Various purposes of putting money into a trust
Now that we have a better understanding of how to put money in a trust, we can look at why you would want to do so. There are various reasons for putting money in a trust including:
Protecting minor children and future education
A trust can hold funds for a child until a chosen age and pay school fees, medical costs, and living expenses in a controlled way. This avoids a large lump sum being handed to a young adult who is not financially ready.
Supporting a surviving spouse while protecting capital
In blended families, a trust can support a spouse with income or occupation rights while preserving capital for children from a prior relationship. This reduces conflict and creates a fair framework.
Holding a family home
A residential trust can hold a home and set rules for occupation, maintenance, and what happens when children are older. This is useful where continuity and fairness are priorities, but it requires disciplined budgeting and governance.
Business and succession planning
Trusts can hold shares in a company, supporting continuity and preventing fragmentation of ownership on death. This is often used alongside shareholders’ agreements and buy-and-sell structures.
Asset protection and risk separation
Properly structured trusts can help ring-fence assets from personal financial risk, provided the trust is not treated as an alter ego and is run with real independence.
What to watch out for
Trusts are not magic. Poorly run trusts create risk.
When looking at how to put money in a trust, it is important to avoid mixing personal and trust funds. Keep trustee minutes and resolutions. Use an independent trustee where appropriate. Keep compliance packs updated for banks and auditors. Budget for ongoing administration, accounting, and tax filings. Also remember that trusts can face higher tax rates if income is retained, so distribution and investment decisions should be planned with professional input.

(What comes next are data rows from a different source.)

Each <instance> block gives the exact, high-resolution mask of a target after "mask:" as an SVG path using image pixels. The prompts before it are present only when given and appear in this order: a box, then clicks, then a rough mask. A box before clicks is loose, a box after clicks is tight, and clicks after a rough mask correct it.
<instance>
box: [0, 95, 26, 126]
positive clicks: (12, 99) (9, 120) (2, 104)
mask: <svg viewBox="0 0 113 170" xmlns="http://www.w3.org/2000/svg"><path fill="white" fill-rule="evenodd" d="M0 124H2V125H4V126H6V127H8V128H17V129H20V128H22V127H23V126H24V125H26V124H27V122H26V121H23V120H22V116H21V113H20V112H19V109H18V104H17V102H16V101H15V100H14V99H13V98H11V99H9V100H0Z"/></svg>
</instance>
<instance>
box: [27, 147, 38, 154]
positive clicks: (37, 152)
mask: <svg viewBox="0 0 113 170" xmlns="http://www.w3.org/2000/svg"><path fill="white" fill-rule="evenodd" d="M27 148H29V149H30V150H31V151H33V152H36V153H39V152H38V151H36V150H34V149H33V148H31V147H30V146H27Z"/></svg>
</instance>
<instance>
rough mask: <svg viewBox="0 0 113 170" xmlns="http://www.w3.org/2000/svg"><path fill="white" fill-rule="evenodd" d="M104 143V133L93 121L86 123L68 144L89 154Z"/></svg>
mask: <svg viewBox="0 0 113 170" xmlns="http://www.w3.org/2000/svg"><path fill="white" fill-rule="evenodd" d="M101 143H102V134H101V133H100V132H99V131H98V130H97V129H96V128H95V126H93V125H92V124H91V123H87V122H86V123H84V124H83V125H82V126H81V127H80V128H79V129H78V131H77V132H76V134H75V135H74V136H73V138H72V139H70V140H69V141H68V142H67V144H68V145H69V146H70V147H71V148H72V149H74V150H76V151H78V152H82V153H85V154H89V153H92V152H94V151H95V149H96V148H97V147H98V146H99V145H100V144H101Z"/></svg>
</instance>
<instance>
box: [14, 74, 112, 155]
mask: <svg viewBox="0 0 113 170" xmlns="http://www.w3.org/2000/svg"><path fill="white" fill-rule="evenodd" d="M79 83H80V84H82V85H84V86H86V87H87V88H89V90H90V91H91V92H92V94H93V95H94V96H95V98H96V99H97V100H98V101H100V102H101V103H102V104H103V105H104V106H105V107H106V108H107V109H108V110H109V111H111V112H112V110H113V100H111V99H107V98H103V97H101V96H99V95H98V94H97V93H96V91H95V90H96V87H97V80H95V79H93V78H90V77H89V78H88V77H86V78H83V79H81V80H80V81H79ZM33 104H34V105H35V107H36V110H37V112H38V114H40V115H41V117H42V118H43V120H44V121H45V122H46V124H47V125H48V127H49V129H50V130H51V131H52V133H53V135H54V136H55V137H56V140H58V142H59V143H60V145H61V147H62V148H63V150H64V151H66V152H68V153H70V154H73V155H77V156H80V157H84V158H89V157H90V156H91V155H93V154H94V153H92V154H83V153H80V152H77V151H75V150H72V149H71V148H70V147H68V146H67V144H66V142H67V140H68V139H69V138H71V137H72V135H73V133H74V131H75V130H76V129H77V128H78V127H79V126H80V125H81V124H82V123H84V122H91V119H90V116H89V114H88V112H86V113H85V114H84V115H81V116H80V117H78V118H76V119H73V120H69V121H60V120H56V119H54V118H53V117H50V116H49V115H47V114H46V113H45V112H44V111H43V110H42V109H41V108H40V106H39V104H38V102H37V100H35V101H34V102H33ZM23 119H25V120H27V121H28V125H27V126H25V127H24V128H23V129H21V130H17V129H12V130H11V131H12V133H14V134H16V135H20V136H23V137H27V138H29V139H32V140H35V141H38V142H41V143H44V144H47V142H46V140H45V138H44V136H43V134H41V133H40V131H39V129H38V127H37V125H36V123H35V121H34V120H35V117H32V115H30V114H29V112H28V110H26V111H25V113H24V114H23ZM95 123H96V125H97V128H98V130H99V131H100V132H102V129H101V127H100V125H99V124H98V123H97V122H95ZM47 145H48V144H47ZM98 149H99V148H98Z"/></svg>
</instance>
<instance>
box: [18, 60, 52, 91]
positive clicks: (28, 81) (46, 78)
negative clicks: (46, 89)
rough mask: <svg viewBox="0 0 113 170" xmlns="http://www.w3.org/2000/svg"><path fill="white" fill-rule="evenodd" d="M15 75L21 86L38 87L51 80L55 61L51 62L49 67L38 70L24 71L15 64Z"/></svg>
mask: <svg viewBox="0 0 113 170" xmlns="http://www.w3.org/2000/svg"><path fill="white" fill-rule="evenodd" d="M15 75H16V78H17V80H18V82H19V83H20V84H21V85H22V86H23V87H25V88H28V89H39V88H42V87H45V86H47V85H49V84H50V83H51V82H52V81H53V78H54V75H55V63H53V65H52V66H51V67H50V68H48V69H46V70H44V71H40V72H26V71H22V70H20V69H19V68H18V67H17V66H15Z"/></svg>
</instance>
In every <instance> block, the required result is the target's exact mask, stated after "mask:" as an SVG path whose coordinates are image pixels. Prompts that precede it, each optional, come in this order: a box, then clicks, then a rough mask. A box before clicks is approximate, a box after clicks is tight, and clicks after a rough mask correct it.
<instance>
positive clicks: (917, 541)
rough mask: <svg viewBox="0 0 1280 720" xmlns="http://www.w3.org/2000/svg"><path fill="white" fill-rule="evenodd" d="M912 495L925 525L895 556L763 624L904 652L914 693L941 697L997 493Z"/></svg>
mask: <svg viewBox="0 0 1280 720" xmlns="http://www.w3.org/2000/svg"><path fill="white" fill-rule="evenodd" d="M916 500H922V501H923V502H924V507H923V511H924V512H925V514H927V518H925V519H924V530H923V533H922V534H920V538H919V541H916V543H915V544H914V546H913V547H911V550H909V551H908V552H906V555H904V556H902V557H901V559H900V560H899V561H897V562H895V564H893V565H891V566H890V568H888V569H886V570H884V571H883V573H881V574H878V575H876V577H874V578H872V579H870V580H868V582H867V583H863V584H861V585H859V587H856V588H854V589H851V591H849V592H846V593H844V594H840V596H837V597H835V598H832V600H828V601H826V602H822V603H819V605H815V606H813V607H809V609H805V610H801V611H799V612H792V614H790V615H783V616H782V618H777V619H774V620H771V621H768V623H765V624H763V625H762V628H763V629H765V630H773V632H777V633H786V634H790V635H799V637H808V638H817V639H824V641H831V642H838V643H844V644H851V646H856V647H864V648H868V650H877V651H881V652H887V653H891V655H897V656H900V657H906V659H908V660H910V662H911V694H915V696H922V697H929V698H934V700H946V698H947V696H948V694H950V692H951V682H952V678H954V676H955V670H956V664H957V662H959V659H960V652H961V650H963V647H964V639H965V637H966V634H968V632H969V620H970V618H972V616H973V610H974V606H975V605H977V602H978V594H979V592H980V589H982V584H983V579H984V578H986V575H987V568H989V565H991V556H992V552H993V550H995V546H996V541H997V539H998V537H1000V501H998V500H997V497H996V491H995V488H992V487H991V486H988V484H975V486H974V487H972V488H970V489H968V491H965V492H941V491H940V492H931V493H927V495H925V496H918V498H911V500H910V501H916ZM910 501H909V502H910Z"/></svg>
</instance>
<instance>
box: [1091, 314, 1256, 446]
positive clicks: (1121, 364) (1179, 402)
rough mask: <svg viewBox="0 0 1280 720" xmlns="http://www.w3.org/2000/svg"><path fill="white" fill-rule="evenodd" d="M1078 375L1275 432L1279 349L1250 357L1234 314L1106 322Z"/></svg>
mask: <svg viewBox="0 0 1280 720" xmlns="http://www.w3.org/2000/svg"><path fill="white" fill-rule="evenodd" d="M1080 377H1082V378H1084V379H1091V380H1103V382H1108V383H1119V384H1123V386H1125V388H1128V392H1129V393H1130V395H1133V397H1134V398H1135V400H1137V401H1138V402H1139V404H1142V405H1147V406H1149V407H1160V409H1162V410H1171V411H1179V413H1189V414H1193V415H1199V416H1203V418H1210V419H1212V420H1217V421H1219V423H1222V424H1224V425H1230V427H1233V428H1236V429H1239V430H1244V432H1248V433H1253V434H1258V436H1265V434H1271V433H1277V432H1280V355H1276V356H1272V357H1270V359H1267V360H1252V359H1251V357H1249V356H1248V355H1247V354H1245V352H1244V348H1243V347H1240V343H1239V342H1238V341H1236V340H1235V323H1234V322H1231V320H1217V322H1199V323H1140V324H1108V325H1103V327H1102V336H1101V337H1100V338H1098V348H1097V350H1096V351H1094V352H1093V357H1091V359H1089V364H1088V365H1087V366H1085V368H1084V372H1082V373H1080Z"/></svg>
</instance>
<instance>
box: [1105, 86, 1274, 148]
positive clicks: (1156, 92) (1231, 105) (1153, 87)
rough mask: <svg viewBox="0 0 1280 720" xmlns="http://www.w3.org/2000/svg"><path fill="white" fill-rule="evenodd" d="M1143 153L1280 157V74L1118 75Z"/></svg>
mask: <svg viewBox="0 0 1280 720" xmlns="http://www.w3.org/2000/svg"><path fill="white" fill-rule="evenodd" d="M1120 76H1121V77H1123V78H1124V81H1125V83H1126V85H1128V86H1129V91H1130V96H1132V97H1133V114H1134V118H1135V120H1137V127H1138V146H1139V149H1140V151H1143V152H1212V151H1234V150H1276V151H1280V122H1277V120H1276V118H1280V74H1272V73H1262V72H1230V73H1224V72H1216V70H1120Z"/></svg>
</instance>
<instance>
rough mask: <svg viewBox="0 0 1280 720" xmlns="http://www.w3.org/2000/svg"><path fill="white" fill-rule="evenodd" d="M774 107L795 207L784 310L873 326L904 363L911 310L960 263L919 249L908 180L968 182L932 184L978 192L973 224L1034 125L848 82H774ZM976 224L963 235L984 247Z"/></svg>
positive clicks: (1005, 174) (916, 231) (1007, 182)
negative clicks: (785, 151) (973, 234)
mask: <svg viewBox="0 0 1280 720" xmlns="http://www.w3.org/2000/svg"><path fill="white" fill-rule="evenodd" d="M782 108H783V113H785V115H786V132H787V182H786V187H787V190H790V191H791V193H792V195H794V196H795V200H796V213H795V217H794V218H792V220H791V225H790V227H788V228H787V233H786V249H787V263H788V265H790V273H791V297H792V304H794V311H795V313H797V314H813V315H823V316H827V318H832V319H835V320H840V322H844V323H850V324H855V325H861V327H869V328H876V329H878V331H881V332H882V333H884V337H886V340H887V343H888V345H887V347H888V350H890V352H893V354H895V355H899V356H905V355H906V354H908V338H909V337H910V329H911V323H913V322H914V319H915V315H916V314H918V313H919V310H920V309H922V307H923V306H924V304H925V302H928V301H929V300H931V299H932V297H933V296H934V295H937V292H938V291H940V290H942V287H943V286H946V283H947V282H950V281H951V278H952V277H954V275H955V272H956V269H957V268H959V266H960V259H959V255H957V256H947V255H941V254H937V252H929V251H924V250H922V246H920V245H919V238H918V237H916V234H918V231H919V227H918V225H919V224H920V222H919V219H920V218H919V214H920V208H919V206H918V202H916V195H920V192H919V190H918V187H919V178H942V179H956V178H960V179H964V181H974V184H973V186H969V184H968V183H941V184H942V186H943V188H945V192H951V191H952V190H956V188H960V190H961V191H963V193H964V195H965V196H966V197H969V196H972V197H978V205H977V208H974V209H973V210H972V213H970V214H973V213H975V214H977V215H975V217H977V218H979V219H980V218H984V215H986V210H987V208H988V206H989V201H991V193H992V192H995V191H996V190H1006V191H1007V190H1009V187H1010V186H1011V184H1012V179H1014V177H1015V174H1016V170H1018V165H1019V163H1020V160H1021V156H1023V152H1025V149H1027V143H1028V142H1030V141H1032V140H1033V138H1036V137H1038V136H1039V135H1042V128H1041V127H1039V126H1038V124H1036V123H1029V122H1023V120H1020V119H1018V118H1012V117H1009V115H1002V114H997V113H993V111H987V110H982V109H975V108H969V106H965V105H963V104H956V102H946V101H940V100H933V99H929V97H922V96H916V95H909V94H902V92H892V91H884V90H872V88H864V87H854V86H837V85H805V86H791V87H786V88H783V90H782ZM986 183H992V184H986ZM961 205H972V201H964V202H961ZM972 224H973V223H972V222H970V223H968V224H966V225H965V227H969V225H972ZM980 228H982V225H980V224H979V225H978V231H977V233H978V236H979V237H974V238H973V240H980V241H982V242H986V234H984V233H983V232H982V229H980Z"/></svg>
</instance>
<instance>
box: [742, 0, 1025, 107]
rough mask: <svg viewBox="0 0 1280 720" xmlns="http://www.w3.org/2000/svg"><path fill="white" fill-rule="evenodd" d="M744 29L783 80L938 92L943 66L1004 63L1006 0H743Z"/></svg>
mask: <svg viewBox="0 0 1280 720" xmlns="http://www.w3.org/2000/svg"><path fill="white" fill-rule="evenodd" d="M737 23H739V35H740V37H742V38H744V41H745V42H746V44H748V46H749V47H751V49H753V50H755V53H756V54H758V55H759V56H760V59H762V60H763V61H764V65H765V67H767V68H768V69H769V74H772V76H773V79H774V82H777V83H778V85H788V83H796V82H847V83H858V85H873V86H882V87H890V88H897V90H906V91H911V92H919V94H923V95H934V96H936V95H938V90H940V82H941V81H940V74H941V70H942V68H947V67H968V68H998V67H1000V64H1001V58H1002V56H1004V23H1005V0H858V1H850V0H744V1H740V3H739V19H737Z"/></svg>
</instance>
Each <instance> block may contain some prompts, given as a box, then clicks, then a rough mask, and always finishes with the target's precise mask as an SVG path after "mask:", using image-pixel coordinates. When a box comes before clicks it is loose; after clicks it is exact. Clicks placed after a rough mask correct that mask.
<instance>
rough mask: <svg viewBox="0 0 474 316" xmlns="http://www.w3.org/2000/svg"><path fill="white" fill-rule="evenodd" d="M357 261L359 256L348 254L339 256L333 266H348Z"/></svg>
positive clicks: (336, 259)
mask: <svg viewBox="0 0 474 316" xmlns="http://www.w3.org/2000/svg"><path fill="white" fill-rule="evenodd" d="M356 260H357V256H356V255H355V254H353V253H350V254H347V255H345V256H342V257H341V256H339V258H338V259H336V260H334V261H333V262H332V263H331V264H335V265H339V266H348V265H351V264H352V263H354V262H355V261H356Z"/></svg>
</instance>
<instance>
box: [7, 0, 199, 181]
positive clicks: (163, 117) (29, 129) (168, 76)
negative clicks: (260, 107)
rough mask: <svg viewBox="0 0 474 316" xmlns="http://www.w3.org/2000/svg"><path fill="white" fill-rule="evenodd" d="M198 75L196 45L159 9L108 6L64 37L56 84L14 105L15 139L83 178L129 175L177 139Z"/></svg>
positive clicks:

A trust should be a disciplined structure, not a shortcut.
How Crest Trust can help
Crest Trust helps clients decide whether a trust is appropriate, choose the right type of trust, draft a purpose-driven trust deed, and administer the trust so it remains compliant and functional. We also assist with funding strategies, loan account documentation, and trustee governance, including acting as an independent trustee where required.
FAQs
Is it good to put your money in a trust?
It can be, if you have a clear purpose such as protecting children, managing a family home, supporting a spouse, or planning for succession. Trusts work best when there is a genuine need for long-term control and governance, and when the cost and admin are justified by the benefits.
How much does it cost to set up a trust in SA?
Costs vary depending on complexity and whether professional trusteeship is required. There are setup costs for drafting the deed and registration, plus ongoing annual costs for accounting, tax compliance, and administration. Crest Trust can provide a quote based on your specific needs.
What are the three types of trust?
Common categories are inter vivos trusts created during your lifetime, testamentary trusts created in a Will and activated on death, and special trusts created for specific qualifying circumstances with different tax treatment.
Can I put my own money in a trust?
Yes. You can fund a trust through donations, loans, or by selling assets to the trust. The best method how to put money in a trust depends on your cash flow, tax position, and the trust’s purpose, and it should always be properly documented and administered.